Sunday, November 14, 2010

Back from Bangalore..a weekend trip.

so..went to Bangalore to take up my GRE computer science exam..you are right, i'm not doing my PHd next year, still a friend recommended I write it..so i took it up. frankly, i didn't spend even an hour for the preparation.
So it didn't turn out to be really good..but i enjoyed the three hours glued to the question paper..skipping tuff math questions..and answering the other computer science related questions..worse part was .. it was negative marking. anyway, chuck that. that night i watched this movie..called, 'The social Network' based on a book.. about Mark Zuckerberg..The only thing that came up to my mind as soon i finished the movie was.. 'Inspiring'.
put it on ny fb..n found out that ..not many found it as brilliant as i did.. why? no idea.
but one thing for sure.. that night, after the movie i felt totally under achieved..
I'm fuckin 23 years old.. and can i think of something that i can call an 'achievement'. sadly no!
it was eating my head that night. i have done a lot of things, few people around me haven't. But still .. i don't call it an achievement. why am i so unsatisfied with the myself? Contentment..is something that i have not felt, about anything. where am i ? what am i born to do in this world ? and what am i doing ? NO IDEA!
anyway, at the moment all that i want to do is.. get deep into computer science and learn all that i missed learning as an under graduation student.
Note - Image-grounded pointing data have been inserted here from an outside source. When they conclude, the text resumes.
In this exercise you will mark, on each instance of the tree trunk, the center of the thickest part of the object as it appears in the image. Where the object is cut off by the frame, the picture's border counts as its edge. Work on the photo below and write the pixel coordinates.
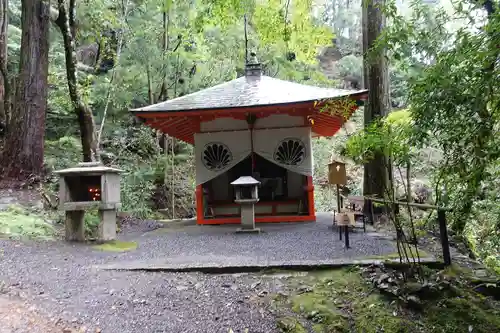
(4, 78)
(377, 179)
(66, 23)
(24, 145)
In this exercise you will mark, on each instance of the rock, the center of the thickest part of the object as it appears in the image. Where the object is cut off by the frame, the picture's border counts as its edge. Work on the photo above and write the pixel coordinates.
(304, 289)
(414, 301)
(255, 284)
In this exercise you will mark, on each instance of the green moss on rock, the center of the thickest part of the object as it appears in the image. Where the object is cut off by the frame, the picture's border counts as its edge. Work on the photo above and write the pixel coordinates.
(290, 325)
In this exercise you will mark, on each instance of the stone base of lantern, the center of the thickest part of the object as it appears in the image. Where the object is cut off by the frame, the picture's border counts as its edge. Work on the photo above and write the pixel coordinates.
(74, 225)
(107, 225)
(247, 217)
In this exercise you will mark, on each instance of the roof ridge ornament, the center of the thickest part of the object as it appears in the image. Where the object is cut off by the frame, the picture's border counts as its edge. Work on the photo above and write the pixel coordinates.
(253, 66)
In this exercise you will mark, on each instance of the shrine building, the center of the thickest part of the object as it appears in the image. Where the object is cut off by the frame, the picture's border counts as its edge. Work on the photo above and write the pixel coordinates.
(255, 126)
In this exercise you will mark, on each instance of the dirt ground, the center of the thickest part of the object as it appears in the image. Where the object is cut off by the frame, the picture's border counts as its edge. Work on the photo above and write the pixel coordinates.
(17, 316)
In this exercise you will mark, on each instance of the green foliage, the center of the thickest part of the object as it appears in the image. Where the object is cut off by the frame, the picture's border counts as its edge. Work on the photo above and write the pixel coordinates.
(18, 223)
(388, 136)
(342, 301)
(116, 246)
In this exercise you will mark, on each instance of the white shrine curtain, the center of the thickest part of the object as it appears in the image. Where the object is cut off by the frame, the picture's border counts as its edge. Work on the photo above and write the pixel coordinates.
(290, 148)
(218, 152)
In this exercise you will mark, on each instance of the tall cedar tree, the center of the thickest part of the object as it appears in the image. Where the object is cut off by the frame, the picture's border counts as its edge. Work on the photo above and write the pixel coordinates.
(22, 156)
(377, 176)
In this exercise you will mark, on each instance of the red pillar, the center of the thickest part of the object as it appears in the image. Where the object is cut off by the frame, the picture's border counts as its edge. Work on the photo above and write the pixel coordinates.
(199, 204)
(310, 199)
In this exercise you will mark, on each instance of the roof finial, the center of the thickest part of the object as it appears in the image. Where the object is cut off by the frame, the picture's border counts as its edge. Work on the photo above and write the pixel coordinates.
(253, 66)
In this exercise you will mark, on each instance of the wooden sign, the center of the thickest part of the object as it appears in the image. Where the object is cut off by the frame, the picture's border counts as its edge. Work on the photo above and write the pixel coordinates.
(345, 219)
(337, 173)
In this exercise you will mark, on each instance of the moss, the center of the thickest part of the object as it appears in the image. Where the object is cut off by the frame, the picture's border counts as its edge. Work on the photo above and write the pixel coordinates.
(455, 314)
(395, 255)
(374, 314)
(342, 301)
(116, 246)
(290, 325)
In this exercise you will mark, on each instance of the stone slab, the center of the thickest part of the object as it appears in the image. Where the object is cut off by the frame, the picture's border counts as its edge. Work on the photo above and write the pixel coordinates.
(240, 264)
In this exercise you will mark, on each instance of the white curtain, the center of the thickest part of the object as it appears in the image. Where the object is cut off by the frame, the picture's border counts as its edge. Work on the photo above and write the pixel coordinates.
(290, 148)
(218, 152)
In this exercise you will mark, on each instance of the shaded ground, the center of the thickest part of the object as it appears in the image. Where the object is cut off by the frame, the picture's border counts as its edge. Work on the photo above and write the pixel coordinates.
(181, 243)
(62, 283)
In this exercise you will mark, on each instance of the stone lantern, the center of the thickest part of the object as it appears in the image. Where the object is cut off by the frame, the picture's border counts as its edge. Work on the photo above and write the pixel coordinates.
(89, 185)
(247, 195)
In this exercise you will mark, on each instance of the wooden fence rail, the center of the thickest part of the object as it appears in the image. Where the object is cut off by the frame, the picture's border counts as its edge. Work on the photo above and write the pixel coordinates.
(441, 212)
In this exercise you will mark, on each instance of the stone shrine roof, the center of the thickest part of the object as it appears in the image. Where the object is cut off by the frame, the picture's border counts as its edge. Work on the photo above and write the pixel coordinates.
(248, 91)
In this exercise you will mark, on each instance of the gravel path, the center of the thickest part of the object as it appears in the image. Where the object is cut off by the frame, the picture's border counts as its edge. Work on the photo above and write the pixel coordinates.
(61, 282)
(283, 243)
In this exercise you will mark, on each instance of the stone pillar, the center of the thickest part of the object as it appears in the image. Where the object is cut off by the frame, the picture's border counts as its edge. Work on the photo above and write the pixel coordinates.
(107, 225)
(74, 225)
(248, 218)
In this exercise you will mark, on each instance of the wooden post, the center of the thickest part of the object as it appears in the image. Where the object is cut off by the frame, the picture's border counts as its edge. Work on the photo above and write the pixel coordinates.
(444, 237)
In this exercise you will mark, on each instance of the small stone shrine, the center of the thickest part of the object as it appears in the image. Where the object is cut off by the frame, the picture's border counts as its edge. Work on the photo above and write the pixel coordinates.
(89, 185)
(247, 195)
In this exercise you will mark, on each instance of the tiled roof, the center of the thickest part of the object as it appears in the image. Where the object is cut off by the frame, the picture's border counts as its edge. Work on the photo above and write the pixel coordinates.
(248, 91)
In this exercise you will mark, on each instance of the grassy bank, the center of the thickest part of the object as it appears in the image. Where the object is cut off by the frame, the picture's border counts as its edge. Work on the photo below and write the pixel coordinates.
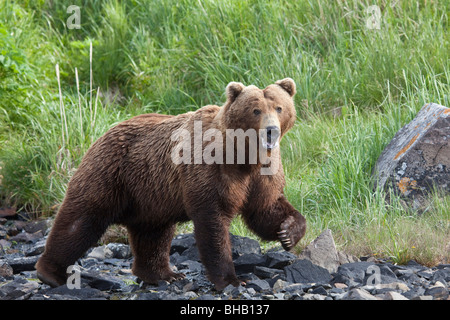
(356, 87)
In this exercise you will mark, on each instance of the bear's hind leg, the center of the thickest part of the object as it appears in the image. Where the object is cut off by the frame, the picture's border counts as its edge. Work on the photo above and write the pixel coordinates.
(151, 249)
(71, 235)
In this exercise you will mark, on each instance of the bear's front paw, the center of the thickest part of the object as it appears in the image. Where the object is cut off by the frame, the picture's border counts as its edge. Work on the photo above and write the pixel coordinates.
(291, 231)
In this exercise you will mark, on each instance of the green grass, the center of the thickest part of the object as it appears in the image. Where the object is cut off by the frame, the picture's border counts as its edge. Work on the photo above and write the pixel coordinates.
(356, 88)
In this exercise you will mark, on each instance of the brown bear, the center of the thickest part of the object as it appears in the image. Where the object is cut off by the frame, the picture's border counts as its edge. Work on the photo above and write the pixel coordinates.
(140, 174)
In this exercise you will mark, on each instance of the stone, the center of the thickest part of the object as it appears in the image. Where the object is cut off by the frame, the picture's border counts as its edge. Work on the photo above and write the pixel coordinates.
(279, 285)
(248, 261)
(442, 275)
(322, 252)
(264, 272)
(346, 258)
(258, 285)
(304, 271)
(417, 158)
(243, 245)
(76, 294)
(5, 269)
(102, 282)
(119, 250)
(101, 253)
(438, 292)
(354, 271)
(37, 249)
(279, 259)
(20, 264)
(18, 289)
(393, 286)
(392, 295)
(192, 266)
(7, 212)
(182, 242)
(358, 294)
(27, 237)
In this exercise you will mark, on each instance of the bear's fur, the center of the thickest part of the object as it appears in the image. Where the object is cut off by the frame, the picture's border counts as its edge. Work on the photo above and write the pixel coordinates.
(128, 177)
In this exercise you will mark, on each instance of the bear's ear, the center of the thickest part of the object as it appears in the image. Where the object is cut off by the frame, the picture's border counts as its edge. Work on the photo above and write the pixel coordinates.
(287, 84)
(233, 90)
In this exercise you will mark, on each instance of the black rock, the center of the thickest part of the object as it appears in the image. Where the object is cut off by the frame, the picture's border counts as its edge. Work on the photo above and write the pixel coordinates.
(243, 245)
(258, 285)
(355, 271)
(319, 290)
(442, 274)
(191, 254)
(20, 264)
(264, 272)
(120, 250)
(81, 294)
(437, 292)
(304, 271)
(18, 289)
(279, 259)
(102, 282)
(182, 242)
(247, 262)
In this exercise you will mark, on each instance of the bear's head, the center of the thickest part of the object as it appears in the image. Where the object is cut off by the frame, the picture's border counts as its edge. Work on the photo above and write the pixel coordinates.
(269, 111)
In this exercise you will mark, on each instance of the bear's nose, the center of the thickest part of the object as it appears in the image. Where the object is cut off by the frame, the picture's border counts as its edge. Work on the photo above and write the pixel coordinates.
(273, 133)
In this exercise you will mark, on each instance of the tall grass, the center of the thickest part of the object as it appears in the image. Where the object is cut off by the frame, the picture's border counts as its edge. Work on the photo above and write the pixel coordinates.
(356, 87)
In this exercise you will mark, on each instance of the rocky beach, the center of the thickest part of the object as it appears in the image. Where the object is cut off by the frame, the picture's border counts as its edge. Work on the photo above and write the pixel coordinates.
(318, 273)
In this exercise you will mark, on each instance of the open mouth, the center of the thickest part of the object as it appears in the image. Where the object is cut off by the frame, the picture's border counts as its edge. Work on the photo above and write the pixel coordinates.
(269, 145)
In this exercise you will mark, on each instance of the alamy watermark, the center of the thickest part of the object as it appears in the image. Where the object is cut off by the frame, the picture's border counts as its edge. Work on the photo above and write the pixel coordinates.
(74, 278)
(373, 21)
(74, 20)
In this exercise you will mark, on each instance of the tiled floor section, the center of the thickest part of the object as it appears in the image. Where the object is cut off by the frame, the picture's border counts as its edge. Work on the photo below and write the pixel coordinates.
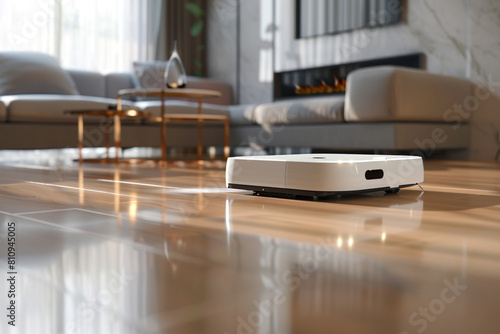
(105, 249)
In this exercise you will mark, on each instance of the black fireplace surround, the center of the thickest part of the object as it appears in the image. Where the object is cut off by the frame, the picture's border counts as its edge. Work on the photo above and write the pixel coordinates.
(321, 81)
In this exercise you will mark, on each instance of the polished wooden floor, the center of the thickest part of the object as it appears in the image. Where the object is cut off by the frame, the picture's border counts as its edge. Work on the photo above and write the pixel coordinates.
(142, 249)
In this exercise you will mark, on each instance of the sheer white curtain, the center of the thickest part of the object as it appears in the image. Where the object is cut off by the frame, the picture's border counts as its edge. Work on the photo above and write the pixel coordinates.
(99, 35)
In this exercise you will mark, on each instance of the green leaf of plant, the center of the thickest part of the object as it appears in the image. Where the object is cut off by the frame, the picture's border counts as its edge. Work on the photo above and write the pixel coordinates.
(194, 9)
(197, 28)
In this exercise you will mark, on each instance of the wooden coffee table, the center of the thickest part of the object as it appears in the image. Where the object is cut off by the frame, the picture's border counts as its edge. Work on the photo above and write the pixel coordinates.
(107, 114)
(198, 94)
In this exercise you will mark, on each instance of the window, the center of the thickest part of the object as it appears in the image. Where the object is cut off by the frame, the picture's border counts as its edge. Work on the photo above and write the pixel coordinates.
(97, 35)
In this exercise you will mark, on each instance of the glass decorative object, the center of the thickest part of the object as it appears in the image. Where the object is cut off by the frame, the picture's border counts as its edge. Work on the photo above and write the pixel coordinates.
(175, 75)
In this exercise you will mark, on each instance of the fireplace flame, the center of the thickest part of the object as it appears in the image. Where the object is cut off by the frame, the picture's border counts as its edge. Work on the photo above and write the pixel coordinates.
(338, 87)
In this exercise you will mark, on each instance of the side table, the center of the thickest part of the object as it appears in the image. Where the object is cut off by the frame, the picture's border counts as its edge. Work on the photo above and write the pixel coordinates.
(199, 95)
(107, 114)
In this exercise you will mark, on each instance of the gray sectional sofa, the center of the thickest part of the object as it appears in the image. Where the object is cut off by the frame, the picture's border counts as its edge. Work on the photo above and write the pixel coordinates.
(384, 109)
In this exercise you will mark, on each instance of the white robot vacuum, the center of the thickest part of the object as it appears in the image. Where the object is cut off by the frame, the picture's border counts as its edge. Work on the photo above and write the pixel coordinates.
(323, 175)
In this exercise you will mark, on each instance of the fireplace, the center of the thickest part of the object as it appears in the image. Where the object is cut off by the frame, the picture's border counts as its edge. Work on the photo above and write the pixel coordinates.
(331, 80)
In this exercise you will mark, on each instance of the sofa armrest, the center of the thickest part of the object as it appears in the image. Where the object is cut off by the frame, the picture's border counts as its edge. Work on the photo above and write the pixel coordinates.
(390, 93)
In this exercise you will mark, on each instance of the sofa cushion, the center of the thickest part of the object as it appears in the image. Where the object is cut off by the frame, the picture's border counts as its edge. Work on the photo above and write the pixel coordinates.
(180, 107)
(300, 111)
(50, 108)
(3, 112)
(33, 73)
(389, 93)
(89, 83)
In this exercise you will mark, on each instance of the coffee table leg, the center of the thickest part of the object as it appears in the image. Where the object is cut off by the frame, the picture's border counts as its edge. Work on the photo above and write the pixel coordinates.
(200, 130)
(226, 138)
(80, 138)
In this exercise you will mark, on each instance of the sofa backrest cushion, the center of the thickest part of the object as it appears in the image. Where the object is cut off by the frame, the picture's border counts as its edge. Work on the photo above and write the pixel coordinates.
(33, 73)
(89, 83)
(117, 81)
(388, 93)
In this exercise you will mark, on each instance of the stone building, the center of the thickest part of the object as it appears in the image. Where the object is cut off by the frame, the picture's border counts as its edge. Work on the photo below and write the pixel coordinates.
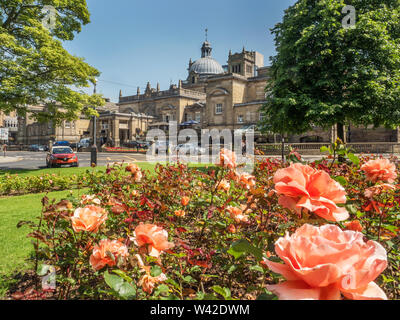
(213, 96)
(9, 121)
(31, 131)
(216, 97)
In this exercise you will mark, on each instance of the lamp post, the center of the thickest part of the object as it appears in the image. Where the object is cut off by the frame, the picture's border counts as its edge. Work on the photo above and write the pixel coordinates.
(93, 152)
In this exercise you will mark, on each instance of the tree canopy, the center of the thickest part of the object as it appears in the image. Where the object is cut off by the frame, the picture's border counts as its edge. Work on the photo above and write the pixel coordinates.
(325, 74)
(35, 69)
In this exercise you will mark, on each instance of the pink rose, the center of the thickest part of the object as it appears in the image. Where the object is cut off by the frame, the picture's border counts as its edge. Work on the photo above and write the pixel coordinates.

Today is sunday, which means it was last night I watched the movie. This morning I went to ISKCON.. the very famous Lord Krishna Temple, all around the world. I loved it, and it was not my first time. I entered..there was Narasimhan Sanadhi .. then there was a Lord Venkateshwar ( Venky ) sanadhi.
I had forgotten my glasses, i borrowed my mum's spare and looked into the idol of Lord Venky. My mind was flashed, totally. It's been a long time since I prayed to God for something.. so i was hoping i would start again. But damn, i just got lost into him.. I couldn't pray..it was more like a submission. stood there looking into him..for a very longtime. It was nice. i felt nice totally.
I felt like there was nobody around me..it was just me and God..i was on the sea..floating and the lord was looking into me from the sky. hehe. never felt that way before. Now and then I was sinking..and hands from the underneath kept bring me outside...and after sometime I could just survive in the water. WOW.
It was a lovely time.
got back home..after watching 'Bolt' and 'How to lose a guy in 10 days?'. lolz. the latter movie.. ended up..in not being able to dump him. so.. nobody can? hehe. wish i could find out. but i surely wouldn't risk..the hearts.